Comment: When you look at different models of health care delivery and its financing, the logic of single payer prevails. President Obama has stated such, and even many conservatives agree, though ideologically opposed. So it has been difficult for those of us who support health care justice to understand why there has not been an adequate national grassroots uprising demanding the enactment of an improved Medicare for all. Dr. Slosar's book provides some insight as to why.

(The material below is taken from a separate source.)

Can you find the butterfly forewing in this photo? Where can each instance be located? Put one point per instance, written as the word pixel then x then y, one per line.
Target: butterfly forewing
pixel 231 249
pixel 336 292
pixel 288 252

In "The Culture of Excess," Dr. Slosar gives us the perspective of the discipline of psychology, both as applied to individuals and as applied to our culture. He explains how cultural narcissism has permeated our society and has led to the culture of excess. As the "me" society has dominated over the "we" society, narcissism has suppressed the support for collective solutions to our social problems. Within that framing, it is easier to understand why a near-perfect "we" solution for health care reform - single payer Medicare for all - was rejected in favor of the highly-flawed "me" solution - the individual private insurance plans.
Although the process will not be easy, Dr. Slosar shows us why addressing our cultural narcissism must be an integral part of achieving health care justice for all. In a Generation We, everyone will have the health care that they need.